“Prima della strage di via D’Amelio Antonino Gioé mi chiese uno dei due telecomandi che erano stati utilizzati a Capaci perché doveva consegnarlo ai fratelli Graviano“. Lo ha detto ieri sera, nel corso della trasmissione di Michele Santoro “Servizio Pubblico“, in onda su La7, il pentito Santino Di Matteo, padre del piccolo Giuseppe, sequestrato e poi ucciso su ordine di Giovanni Brusca per convincerlo a ritrattare.
Di Matteo, che è stato intervistato in diretta da Santoro, ha riferito che queste sue rivelazioni erano state verbalizzate nel ’93, subito dopo l’inizio della sua collaborazione, ma che non ebbero alcun seguito.
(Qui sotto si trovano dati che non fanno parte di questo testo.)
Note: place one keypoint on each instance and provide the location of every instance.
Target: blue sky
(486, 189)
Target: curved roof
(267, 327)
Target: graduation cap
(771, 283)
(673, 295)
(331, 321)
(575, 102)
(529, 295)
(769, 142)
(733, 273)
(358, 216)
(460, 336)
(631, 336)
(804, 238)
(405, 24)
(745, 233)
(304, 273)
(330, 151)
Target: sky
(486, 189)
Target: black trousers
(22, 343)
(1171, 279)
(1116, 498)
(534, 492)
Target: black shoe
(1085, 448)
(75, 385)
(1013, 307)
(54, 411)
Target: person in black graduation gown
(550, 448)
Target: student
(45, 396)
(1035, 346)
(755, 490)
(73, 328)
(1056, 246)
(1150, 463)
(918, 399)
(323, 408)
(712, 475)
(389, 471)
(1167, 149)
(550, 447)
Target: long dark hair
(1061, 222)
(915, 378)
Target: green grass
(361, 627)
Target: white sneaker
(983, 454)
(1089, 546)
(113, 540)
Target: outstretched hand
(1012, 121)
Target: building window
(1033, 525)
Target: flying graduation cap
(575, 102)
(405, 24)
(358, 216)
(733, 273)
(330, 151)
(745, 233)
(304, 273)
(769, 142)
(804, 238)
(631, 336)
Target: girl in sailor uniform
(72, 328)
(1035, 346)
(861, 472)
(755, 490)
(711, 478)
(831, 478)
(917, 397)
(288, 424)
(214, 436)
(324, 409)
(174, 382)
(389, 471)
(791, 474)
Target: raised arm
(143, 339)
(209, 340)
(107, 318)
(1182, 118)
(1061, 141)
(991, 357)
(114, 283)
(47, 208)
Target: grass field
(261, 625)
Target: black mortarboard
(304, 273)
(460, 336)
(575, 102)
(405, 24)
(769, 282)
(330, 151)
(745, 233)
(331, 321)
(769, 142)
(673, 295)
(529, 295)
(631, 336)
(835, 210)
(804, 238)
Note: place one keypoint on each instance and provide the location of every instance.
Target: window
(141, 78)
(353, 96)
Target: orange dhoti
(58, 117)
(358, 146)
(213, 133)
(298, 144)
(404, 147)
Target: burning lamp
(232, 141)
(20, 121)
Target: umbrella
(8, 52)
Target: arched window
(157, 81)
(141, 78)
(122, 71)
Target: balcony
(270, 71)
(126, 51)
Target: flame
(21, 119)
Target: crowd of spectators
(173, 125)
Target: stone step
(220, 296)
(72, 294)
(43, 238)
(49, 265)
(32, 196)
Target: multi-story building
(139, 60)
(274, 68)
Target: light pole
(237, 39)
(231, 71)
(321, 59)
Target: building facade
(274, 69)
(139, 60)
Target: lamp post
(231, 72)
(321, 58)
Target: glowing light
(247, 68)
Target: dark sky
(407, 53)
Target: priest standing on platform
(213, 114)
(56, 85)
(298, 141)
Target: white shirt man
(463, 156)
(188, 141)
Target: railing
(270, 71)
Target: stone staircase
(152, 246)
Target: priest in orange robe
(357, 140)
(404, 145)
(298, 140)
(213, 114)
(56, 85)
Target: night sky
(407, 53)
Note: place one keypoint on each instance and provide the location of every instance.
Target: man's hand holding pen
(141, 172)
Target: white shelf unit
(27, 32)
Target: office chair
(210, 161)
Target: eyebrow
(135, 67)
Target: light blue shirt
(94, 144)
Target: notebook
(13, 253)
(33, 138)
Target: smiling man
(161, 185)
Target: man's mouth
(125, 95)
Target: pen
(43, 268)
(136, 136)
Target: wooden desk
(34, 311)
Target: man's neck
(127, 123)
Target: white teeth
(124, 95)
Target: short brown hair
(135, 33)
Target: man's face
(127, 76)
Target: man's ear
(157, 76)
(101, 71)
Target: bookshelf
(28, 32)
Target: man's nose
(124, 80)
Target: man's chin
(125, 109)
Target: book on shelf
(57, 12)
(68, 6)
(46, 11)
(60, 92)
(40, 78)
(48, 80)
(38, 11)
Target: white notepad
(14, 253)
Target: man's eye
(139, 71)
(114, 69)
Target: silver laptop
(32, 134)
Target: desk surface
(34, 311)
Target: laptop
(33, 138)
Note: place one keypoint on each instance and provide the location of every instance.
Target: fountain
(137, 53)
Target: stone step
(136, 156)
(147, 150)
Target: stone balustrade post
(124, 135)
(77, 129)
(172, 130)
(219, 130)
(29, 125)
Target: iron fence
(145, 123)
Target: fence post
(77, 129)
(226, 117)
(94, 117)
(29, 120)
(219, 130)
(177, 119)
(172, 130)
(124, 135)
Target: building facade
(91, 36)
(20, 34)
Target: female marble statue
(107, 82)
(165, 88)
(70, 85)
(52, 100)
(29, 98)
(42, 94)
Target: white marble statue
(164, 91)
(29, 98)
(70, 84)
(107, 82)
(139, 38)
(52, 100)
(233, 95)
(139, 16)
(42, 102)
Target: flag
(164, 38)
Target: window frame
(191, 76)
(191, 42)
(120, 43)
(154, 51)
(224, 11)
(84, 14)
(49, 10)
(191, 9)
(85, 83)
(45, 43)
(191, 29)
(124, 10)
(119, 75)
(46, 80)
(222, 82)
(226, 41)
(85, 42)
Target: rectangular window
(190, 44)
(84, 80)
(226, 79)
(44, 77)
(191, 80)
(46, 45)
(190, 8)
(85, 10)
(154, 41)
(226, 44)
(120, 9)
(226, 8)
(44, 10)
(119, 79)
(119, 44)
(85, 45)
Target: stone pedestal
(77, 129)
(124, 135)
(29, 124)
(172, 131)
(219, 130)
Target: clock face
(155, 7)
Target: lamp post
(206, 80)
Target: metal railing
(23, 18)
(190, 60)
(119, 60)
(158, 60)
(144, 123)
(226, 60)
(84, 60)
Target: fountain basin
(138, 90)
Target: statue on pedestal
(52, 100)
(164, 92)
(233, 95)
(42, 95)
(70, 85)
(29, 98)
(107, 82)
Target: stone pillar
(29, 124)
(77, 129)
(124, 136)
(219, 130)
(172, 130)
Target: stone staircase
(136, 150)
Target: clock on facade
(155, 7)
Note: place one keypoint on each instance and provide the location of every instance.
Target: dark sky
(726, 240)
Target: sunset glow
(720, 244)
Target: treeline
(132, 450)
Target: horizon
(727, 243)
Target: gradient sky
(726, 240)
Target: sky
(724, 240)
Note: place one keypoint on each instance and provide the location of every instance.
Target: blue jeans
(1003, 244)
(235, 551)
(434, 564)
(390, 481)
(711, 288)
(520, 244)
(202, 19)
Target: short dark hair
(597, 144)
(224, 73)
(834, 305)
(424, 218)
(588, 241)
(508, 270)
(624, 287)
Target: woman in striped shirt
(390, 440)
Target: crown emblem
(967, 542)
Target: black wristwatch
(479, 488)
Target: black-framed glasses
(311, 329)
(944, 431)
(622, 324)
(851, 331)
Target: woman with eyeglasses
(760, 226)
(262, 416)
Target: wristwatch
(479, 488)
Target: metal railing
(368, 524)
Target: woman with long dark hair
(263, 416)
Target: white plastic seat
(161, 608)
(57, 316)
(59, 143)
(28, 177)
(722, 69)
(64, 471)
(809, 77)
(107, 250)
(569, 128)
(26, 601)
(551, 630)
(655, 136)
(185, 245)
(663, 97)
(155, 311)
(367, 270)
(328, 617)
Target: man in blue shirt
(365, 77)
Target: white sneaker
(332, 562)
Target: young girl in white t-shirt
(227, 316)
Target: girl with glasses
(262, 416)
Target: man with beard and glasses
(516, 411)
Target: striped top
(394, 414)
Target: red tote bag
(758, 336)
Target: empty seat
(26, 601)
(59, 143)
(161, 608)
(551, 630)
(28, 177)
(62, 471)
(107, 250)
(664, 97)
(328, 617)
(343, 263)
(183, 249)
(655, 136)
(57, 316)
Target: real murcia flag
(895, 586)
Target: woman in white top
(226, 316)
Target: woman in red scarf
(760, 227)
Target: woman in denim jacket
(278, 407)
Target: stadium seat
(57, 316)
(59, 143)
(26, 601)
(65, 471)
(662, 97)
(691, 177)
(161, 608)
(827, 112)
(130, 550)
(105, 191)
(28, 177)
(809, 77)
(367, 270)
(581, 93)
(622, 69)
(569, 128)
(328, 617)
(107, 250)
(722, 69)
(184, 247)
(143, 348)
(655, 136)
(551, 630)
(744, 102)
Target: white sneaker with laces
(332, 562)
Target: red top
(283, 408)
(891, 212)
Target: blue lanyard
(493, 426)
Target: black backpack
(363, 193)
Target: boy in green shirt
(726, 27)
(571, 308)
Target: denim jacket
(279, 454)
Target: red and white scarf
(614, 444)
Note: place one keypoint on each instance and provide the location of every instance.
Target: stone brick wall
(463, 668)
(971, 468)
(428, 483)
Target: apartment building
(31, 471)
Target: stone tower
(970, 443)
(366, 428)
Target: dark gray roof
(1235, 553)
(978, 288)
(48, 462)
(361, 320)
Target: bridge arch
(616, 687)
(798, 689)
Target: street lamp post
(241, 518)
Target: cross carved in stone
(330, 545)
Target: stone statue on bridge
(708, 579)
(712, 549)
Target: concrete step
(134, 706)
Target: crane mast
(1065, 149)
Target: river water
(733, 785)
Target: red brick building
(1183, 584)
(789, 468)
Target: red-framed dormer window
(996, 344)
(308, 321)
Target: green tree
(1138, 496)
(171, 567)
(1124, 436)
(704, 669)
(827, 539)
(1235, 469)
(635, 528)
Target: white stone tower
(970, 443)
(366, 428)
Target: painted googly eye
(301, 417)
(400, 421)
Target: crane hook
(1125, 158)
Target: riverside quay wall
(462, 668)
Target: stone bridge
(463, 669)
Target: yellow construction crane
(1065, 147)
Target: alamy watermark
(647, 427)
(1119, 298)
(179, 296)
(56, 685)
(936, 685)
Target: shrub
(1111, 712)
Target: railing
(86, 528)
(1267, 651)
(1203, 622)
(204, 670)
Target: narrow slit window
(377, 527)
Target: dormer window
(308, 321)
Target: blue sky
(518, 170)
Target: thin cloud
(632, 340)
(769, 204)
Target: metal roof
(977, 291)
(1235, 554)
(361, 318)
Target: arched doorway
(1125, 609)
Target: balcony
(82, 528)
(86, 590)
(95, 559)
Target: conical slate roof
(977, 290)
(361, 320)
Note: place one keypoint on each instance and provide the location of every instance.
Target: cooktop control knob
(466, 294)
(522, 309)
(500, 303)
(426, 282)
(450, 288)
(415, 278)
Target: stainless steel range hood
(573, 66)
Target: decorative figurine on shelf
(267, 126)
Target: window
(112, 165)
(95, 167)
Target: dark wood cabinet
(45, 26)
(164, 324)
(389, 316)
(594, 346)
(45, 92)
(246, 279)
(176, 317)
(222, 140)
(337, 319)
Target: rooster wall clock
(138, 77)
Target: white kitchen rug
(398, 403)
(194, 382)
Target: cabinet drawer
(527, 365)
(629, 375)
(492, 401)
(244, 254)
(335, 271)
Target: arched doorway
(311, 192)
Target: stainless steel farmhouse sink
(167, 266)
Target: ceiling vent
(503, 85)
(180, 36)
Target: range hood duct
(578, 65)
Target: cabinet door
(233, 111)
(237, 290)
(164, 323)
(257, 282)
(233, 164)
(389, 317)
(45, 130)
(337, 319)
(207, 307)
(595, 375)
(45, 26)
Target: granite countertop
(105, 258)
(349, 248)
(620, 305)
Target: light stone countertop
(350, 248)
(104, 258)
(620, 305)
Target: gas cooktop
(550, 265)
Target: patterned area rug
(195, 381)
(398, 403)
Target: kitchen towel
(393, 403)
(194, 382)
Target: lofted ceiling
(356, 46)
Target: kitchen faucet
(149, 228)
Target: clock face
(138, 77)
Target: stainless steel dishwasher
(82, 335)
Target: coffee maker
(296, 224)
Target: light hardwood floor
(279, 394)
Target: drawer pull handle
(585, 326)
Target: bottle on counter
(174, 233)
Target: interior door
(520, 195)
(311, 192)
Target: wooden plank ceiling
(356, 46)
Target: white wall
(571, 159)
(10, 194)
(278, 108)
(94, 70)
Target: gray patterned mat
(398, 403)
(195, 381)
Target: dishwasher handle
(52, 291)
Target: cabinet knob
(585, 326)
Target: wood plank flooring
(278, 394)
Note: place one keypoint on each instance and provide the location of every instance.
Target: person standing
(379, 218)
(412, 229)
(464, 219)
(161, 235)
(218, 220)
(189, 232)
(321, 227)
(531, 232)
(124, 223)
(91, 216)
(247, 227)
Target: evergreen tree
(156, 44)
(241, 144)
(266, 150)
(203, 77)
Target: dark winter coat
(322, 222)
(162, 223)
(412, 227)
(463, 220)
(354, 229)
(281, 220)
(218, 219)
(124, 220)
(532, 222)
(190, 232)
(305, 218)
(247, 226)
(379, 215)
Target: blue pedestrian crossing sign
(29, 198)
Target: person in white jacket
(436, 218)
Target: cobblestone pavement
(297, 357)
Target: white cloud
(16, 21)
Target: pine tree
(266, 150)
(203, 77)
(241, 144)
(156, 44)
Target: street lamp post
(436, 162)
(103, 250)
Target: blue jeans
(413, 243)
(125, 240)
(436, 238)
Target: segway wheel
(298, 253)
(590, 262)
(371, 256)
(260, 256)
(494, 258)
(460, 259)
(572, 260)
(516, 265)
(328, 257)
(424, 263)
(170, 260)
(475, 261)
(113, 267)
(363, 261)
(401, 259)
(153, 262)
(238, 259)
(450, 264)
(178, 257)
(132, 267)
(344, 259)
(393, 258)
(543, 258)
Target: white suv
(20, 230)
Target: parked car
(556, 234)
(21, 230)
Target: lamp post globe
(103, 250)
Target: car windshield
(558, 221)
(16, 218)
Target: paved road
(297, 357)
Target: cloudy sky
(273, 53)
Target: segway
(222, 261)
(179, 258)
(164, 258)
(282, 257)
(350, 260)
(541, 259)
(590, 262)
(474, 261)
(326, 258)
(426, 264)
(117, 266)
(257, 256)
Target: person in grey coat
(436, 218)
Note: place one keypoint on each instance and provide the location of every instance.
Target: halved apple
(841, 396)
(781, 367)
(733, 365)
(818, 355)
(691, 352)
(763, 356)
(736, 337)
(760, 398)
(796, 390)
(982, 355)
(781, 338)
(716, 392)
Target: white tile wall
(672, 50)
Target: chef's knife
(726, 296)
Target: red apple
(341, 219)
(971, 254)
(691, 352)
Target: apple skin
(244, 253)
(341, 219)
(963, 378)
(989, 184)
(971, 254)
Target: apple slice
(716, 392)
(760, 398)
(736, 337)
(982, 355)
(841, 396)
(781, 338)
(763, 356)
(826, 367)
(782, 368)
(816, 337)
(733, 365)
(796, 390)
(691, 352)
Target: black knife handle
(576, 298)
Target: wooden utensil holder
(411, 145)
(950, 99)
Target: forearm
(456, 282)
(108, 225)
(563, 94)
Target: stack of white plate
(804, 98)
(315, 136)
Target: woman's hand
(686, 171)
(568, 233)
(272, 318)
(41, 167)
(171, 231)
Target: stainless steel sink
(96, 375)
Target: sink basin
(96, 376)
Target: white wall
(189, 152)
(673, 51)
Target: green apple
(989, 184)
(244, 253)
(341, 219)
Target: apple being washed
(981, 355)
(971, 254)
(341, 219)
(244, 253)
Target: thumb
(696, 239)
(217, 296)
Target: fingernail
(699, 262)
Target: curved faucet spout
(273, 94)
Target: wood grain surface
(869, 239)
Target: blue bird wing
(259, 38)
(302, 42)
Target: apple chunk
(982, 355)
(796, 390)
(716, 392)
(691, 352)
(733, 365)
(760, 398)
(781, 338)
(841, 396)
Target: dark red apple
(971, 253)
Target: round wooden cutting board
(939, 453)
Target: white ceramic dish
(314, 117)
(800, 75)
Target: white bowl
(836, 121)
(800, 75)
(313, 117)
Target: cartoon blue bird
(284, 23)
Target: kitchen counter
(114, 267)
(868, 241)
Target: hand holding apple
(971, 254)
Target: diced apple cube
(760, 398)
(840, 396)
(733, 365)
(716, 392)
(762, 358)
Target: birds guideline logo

Le indagini sull’agguato a Paolo Borsellino avevano infatti imboccato la pista, poi rivelatasi un depistaggio, indicata dal falso pentito Vincenzo Scarantino.
Solo in seguito alle rivelazione di un altro pentito, Gaspare Spatuzza, è stato infatti accertato che i fratelli Graviano avrebbero curato l’organizzazione dell’attentato di via D’Amelio ed è stato istruito un nuovo processo, il Borsellino quater.
Nel corso dell’intervista, Di Matteo ha parlato anche del sequestro del figlio (“Inizialmente pensai che fosse stato mio padre a nasconderlo per proteggerlo, fuggii anche dalla località dove era sotto protezione per cercare di capire cosa era successo”) e di Antonino Gioé, suicidatosi in carcere dopo che aveva cominciato a collaborare per paura di ritorsioni sui suoi familiari.